How can I begin to talk about the problems in the evangelical church that lead to this sort of thing happening over and over again? Let me put it this way. It seems to me Rev. Haggard basically has two options from here on out: 1) he can continue living at some level of denial about the reality of his own homosexuality, or 2) he can try bravely to grapple with this issue in a brutally honest, soul-scouring way. Evangelicals will continue to be supportive of him as long as he goes with option 1, treating it as merely “temptation,” “addiction,” or “demonic oppression” that can be fixed. But taking that road is what has caused the pressure cooker to explode into this current mess in the first place. Surely Haggard must know that. As he explained in his letter, “Through the years, I’ve sought assistance in a variety of ways, with none of them proving to be effective in me. Then, because of pride, I began deceiving those I love the most because I didn’t want to hurt or disappoint them.” In other words, he had to pretend to others that he was making progress in overcoming his homosexuality because he couldn’t bring himself to admit to them (or maybe even to himself) that, in fact, no progress was being made.
Yet how can Haggard go with option 2? Even though it would be the road toward a genuine healing of the soul and most likely lead him to the conclusion that he will be homosexual the rest of his life (i.e., that he is gay), it might also mean watching the support of his family and friends dry up faster than rubbing alcohol in desert heat.
While I’m not unaware of the hypocrisy Haggard has indulged in, in the end I can only look upon his situation with a heavy heart.
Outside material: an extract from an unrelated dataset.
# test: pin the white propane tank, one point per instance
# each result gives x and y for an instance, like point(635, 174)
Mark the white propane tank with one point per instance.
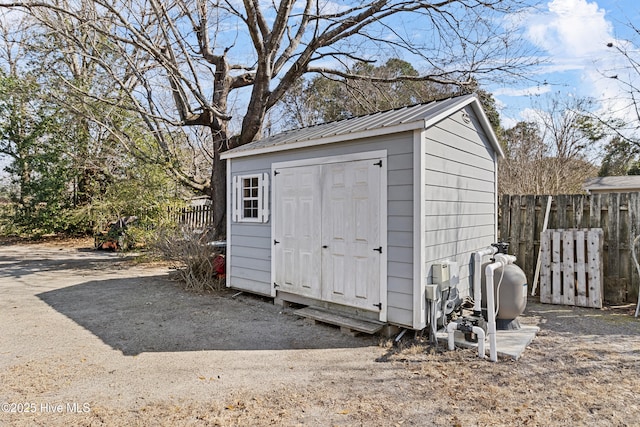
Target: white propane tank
point(510, 293)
Being evangelical means being in a culture where facing the truth about one’s own homosexuality is not an acceptable option. Even if someone does eventually face up to the truth about himself, managing to fight his way out of the dark maze of his own soul, he does not emerge blinking and smiling into a warm and welcoming light. More often than not his reward is bile and accusations and painful rejection from those closest to him. There is so much incentive to stay in the darkness of the maze, lying to oneself and to others.
I was disappointed to learn that one of the counselors Rev. Haggard will be submitting himself to during this “healing and restoration” process will be James Dobson. On the other hand I also sense from Haggard’s letter that there is a genuine person in there, who seems to understand that embracing honesty and humility is the only way to be free from this nightmare. As I’ve learned from various experiences in own my life, sometimes undergoing the humiliation of a big crashing failure is the best thing that could ever happen to your faith. I hope this is the case here. I hope and pray that Rev. Haggard will find his way out of the maze and into a place of peace with himself and with God.